Wednesday, January 04, 2012

First Look ’12: It May Be That Beauty Has Strengthened Our Resolve

Masao Adachi is a filmmaker with blood on his hands. An active collaborator with the Japanese Red Army terrorists, he was imprisoned by both the Lebanese and Japanese. Now at liberty and looking considerably older than his sixty-two years, Adachi is making films again. Hopefully, it will keep him out of trouble. Aesthetically radical French filmmaker Philippe Grandrieux more or less profiles Adachi in his experimental documentary, It May Be That Beauty Has Strengthened Our Resolve: Masao Adachi, which screens during the inaugural First Look at the Museum of the Moving Image.

From the very first frame, Beauty invites a rigorous deconstructing. In footage stylized to resemble home movies, Adachi plays with his young daughter in a park, while his stream of consciousness narration takes stock of his life. Although poetic at times, his command of his faculties sounds spotty. Reluctant to address his revolutionary past directly, he hints at feelings of guilt, doubt, and confusion.

This is a marked contrast to the Adachi Grandrieux interviews directly. He remains a matter of fact Marxist extremist, who defiantly recognizes no distinction between art and politics. Yet, Grandrieux (surely unintentionally) undercuts his authority by slowly blurring his camera’s focus in one sequence and compulsively panning the light fixtures above Adachi in other. The only pure talking head shot is reserved for Kôji Wakamatsu (director of the even more unintentionally revealing United Red Army), his comrade in filmmaking and in arms, who praises Adachi as an “outlaw.”

To all but the most radicalized, Grandrieux’s choice of illustrative film clips from Adachi’s oeuvre will also be distancing. Rather than scenes from Wakamatsu’s riveting but relatively mainstream Caterpillar, which Adachi wrote, we see episodes of locking-and-loading, didactic propaganda voiceovers, and an apparently fatal sexual assault. At one point, Adachi bemoans the inability of 1960’s revolutionary movements to reach the common people. This is why.

Indeed, many of Grandrieux’s striking images undercut the revolutionary program. Adachi’s sweet-tempered little girl is a timely reminder there are things more important than the scientistic dialectics Adachi venerates. The images of him wandering through downtown Tokyo (a capital of capitalism) lit up brighter than Times Square at night amid throngs of energetic young people is also probably not intended to look so appealing. Indeed, Adachi resembles a ghost surrounded by life in full bloom.

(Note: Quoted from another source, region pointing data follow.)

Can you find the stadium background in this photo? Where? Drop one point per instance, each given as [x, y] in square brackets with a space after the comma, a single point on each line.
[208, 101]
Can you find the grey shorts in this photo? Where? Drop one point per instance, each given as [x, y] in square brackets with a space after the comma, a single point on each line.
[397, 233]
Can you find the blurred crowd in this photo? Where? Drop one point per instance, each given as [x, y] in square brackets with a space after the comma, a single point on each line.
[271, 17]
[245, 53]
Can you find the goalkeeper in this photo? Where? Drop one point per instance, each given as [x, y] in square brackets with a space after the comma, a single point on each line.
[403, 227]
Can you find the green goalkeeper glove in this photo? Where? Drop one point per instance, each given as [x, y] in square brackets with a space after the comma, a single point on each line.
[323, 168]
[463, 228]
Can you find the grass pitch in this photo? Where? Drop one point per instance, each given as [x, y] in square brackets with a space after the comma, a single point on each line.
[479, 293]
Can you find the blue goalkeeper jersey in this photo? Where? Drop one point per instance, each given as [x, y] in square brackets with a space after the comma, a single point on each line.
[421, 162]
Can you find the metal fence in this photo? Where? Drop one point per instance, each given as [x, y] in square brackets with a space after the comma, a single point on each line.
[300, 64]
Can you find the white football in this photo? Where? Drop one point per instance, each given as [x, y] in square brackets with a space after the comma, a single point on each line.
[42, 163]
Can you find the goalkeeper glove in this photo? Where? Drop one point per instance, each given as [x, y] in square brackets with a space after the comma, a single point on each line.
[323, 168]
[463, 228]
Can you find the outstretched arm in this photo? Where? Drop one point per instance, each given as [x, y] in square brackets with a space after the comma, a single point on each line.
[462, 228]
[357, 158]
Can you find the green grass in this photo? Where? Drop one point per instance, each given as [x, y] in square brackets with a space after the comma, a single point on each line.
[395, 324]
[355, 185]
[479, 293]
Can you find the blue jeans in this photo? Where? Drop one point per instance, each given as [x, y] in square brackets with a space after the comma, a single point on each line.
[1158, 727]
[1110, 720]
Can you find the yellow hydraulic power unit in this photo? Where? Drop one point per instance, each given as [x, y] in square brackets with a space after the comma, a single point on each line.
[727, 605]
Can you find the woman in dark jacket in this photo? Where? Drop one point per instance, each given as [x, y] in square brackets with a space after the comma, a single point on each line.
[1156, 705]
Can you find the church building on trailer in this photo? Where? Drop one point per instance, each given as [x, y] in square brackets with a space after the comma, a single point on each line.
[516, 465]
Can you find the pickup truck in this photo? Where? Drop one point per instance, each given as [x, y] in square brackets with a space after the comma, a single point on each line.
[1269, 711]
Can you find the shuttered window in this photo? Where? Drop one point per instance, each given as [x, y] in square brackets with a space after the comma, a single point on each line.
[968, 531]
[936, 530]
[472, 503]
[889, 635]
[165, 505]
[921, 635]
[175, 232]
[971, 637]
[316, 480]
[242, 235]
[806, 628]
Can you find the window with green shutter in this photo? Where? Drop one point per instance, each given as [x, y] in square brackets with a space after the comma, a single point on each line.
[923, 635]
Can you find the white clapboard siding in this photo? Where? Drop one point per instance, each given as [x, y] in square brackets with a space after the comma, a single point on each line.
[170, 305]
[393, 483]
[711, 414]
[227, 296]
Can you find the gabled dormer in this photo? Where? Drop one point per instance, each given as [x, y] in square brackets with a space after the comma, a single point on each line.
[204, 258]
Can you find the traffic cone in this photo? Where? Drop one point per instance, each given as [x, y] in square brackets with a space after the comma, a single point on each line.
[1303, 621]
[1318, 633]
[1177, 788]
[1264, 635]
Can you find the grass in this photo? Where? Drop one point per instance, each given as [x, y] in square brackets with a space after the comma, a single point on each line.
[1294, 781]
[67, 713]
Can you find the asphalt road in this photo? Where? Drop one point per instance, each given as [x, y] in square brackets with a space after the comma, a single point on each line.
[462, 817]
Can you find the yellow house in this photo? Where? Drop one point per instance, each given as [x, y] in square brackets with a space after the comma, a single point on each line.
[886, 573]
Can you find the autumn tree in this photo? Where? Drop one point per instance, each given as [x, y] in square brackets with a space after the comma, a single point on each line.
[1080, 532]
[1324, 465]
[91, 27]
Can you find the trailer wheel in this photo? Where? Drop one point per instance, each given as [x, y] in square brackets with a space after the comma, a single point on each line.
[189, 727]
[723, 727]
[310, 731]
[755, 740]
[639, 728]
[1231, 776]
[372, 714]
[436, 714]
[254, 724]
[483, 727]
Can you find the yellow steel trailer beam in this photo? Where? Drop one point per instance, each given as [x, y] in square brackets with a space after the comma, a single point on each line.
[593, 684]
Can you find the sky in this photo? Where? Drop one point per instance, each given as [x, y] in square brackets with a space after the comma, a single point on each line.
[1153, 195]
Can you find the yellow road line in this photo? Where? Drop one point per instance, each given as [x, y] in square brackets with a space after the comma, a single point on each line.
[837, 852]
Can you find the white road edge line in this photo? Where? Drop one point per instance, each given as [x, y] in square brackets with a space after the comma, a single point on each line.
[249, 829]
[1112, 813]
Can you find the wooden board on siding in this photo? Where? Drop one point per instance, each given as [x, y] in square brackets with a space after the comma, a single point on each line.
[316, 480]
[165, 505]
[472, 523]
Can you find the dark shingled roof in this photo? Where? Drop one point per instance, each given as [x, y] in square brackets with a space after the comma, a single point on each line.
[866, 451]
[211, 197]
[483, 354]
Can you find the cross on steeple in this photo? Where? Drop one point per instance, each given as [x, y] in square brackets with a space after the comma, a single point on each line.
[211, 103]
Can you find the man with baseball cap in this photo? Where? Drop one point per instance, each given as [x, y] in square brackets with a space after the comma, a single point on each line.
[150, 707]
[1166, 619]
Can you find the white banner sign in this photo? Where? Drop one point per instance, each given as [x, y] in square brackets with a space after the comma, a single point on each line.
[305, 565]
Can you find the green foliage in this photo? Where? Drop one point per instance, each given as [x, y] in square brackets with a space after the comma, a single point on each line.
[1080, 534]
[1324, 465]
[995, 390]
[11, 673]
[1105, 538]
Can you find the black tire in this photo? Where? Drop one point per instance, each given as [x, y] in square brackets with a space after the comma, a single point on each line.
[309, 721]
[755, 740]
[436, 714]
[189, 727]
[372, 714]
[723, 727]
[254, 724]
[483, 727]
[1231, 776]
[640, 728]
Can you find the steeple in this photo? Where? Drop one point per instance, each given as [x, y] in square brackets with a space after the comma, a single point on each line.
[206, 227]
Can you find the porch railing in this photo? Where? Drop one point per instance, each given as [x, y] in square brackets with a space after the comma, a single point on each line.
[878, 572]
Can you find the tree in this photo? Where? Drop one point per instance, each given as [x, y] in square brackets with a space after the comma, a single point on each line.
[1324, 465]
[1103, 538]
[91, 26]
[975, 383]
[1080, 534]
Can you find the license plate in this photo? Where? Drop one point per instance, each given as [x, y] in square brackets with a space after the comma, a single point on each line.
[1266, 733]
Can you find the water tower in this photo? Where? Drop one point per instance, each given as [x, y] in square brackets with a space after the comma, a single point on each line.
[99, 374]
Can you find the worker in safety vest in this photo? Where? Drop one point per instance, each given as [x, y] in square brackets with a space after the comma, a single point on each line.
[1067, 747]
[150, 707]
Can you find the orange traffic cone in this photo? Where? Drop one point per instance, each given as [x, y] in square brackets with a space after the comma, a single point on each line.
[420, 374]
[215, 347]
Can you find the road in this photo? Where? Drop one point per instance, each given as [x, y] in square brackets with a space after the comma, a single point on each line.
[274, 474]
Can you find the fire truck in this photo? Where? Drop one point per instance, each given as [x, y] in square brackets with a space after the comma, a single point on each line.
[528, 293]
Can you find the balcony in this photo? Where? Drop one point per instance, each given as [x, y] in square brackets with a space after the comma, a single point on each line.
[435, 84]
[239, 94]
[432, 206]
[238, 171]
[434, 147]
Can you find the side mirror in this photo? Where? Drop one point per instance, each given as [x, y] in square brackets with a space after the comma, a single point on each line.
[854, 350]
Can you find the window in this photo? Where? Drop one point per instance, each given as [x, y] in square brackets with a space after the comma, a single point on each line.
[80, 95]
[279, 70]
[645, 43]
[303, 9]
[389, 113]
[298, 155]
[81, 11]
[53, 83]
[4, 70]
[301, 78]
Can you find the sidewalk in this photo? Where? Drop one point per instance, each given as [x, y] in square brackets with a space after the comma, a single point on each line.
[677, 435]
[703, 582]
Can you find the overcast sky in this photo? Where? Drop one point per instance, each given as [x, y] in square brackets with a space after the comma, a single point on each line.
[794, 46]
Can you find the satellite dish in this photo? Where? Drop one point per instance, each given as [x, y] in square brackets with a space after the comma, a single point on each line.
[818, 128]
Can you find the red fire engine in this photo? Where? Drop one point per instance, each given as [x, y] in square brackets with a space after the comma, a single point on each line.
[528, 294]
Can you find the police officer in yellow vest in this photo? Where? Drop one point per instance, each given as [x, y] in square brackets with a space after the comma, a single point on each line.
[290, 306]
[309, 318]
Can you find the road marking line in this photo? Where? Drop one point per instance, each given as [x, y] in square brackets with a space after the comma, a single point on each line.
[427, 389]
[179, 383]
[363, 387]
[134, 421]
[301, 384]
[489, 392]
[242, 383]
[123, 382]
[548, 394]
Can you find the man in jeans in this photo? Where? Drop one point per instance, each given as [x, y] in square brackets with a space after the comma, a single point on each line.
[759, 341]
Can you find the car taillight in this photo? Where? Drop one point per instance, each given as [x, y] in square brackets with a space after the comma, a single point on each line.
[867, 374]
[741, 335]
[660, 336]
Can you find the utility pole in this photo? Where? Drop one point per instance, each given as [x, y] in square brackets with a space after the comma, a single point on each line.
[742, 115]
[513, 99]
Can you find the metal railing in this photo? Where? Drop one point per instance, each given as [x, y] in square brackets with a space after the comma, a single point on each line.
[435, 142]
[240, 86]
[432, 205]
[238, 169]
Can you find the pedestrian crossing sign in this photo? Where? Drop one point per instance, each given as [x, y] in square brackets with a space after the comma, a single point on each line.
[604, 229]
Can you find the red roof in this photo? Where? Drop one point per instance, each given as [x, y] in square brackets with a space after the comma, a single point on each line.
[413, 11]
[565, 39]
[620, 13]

Clearly, Grandrieux recognizes strong visuals when he captures them. Fascinating in its use of avant-garde techniques, whether Beauty succeeds or not depends on what you expect from it. It is never a conventional biographical survey, nor does Adachi ever really take stock of his past actions and their implications. However, it is will be a treasure trove for critics and scholars seeking material to interpret according to their preconceptions. It screens once and only once this Sunday (1/8) as part of First Look at the Museum of the Moving Image in Astoria, Queens.